In the rite of passage from being Kathleen Dixon to Sr. Mary Dixon D.C., Kathleen would have experienced the trauma of being wrenched from her family, of losing her first and primary holding environment. She began her religious life in a different era which did not understand our need to be held in the environment of loving, sustaining relationships. On entering the convent, she was discouraged from having visits from her family. Her parents died within eight days of each other in 1960. She was not allowed to attend their funerals. Shortly afterwards, she left Ireland and began her mission in Africa. In this way, her life has been heroic in a most profound way, characterised by traumatic departure, the initiation of constant prayer and trials in a foreign land and then the return to her home of origin, bringing back what she found.

What is it that she found? Is it that we are each called to be heroic, to respond to these gaps in the holding environment, gaps that we are called to make good by being rooted in the contemplative experience of the loving embrace of the Trinity? Surely, this is the essence of the spirituality of the Daughters of Charity – to return constantly in contemplation to the loving, holding presence of the Trinity and then to act as their instrument in responding to the gaps of the holding environment in this world. This has been the essence of Kathleen’s life, a contemplative in action, in the world but not of the world, not the doer but letting the love of God be done through her.

As I write this piece, Kathleen lies in her room in Rickard House having suffered another serious stroke some ten days ago. On the occasions that I have visited her since this occurred, her eyes are closed, her breathing is restricted and there is little or no reaction from her. Kathleen is a vulnerable presence at the centre of the most caring holding environment that is Rickard House and the Daughters of Charity. She is the presence of Christ in the body of Christ.

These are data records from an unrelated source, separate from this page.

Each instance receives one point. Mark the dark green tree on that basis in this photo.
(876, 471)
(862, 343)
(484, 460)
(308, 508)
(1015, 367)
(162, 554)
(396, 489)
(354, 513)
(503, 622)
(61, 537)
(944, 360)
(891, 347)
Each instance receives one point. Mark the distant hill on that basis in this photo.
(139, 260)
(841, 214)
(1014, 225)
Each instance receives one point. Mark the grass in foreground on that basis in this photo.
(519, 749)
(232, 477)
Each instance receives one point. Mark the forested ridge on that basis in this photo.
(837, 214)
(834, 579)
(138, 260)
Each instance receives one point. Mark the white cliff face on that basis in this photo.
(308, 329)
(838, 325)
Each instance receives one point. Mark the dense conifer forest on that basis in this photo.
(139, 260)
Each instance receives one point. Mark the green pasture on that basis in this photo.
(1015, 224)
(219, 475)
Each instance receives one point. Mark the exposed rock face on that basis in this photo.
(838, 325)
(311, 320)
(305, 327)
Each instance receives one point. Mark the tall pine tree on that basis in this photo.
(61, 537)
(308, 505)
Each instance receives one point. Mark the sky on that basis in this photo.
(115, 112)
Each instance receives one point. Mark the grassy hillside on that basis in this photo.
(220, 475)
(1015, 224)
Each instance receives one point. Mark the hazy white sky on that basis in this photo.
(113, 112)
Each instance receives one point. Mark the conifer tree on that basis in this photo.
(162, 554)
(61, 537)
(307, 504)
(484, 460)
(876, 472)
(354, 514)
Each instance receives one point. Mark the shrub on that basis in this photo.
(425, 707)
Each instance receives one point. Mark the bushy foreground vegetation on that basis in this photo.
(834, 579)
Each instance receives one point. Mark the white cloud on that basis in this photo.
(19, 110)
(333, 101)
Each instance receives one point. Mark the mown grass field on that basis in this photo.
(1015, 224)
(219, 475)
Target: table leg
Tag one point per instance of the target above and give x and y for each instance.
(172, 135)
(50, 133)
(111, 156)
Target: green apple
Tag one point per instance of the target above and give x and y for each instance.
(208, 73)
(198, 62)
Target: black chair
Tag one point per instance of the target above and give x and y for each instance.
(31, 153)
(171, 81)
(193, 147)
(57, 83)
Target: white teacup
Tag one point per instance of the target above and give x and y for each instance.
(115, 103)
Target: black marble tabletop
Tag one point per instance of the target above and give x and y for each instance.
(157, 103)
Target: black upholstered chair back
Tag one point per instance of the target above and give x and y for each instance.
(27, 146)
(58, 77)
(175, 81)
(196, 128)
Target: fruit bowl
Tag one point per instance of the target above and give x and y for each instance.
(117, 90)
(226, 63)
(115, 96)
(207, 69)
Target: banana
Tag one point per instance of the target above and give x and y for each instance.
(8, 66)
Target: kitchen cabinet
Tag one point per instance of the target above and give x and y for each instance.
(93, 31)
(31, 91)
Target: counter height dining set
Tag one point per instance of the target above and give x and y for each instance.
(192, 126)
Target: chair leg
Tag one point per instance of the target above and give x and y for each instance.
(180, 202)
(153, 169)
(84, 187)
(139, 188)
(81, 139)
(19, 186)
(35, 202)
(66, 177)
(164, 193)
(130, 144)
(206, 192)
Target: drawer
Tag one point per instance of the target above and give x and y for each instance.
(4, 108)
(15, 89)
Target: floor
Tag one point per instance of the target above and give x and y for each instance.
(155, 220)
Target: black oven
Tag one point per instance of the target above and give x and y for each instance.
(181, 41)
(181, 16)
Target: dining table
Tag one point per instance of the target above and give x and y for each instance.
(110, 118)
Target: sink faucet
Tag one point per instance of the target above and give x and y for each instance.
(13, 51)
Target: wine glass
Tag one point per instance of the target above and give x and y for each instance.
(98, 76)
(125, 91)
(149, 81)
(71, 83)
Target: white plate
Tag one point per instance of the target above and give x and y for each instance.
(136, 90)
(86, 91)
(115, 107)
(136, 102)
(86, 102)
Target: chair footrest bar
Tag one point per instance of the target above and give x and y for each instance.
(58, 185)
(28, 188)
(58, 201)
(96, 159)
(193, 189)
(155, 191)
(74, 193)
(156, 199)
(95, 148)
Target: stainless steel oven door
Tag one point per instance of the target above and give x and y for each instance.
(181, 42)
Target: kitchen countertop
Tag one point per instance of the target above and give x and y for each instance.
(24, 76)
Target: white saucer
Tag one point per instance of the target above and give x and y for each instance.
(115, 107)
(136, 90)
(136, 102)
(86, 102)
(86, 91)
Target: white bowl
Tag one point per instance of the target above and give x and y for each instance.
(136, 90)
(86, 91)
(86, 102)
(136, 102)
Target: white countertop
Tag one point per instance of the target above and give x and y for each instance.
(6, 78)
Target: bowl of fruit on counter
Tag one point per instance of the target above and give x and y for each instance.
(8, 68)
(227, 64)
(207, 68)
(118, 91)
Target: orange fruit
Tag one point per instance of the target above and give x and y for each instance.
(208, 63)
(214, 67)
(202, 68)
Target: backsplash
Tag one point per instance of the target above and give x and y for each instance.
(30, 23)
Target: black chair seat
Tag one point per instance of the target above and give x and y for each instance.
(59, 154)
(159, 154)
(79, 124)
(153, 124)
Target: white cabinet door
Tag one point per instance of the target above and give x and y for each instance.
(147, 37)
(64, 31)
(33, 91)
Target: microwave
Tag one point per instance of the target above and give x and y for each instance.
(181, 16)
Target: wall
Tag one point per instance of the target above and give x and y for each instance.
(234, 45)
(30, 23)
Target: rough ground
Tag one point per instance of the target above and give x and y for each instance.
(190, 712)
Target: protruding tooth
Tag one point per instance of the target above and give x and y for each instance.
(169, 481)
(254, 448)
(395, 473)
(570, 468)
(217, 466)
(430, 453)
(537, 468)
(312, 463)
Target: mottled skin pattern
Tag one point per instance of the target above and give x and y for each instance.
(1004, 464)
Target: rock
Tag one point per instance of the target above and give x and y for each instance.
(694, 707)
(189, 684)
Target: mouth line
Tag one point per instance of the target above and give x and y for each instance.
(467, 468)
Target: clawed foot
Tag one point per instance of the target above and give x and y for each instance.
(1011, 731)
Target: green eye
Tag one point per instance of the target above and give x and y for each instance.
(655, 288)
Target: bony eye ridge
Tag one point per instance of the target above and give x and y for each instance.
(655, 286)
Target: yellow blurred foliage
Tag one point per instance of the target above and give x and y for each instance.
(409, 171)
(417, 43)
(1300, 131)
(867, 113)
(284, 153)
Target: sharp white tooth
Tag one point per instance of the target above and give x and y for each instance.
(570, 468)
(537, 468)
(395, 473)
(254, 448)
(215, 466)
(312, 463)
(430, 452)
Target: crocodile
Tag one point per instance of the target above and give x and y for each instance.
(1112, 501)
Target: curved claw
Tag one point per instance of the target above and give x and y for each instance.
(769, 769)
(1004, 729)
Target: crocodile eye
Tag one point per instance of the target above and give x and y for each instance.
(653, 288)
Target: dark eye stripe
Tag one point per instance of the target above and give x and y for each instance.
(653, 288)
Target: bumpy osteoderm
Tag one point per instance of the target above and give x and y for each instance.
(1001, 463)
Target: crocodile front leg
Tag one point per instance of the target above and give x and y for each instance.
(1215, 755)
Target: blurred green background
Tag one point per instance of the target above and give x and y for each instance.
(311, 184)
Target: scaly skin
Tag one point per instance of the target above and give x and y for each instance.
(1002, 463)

In essence, she now reflects perhaps the deepest truth of our lives, that life is not about producing or earning one’s worth but about receiving generously. Ultimately, we are called to fully receive the gift of life, the knowledge of God’s unceasing love and the care of others. In this way, our only response is to be appreciative, to be grateful, to be eucharistic. For the love of God is not earned, it is a given to be received. Nothing else matters.

The last words that Kathleen said to me are ‘thank you’, said at the end of this memorable day in Rickard House. All who know her are thankful to her, however, for in being with her, we encounter in this beautiful woman the deeper world, which sustains us, holds us and cares for us. This is the world that we long for, the world that we are made for, the eternal world to which we will all return.

Kathleen cannot speak to us now. Yet, when we prayed for her at our home on the night that she had this stroke, I came upon these words of Catherine de Hueck Doherty in a book that we were reflecting upon. When I read them, it felt in my heart as if Kathleen was saying them to all of us who have been touched by the presence of Christ in her :-

“Stand still, and look deep into the motivations of life. Are they such that true

foundations of sanctity can be built on them? For truly man has been born to be a

saint – a lover of Love who died for us! There is but one tragedy : not to be a saint.

If these motivations of life are not such that they can be true foundations for

sanctity, then the soul must start all over again and find other motivations. It can

be done. It must be done. It is never too late to begin again.”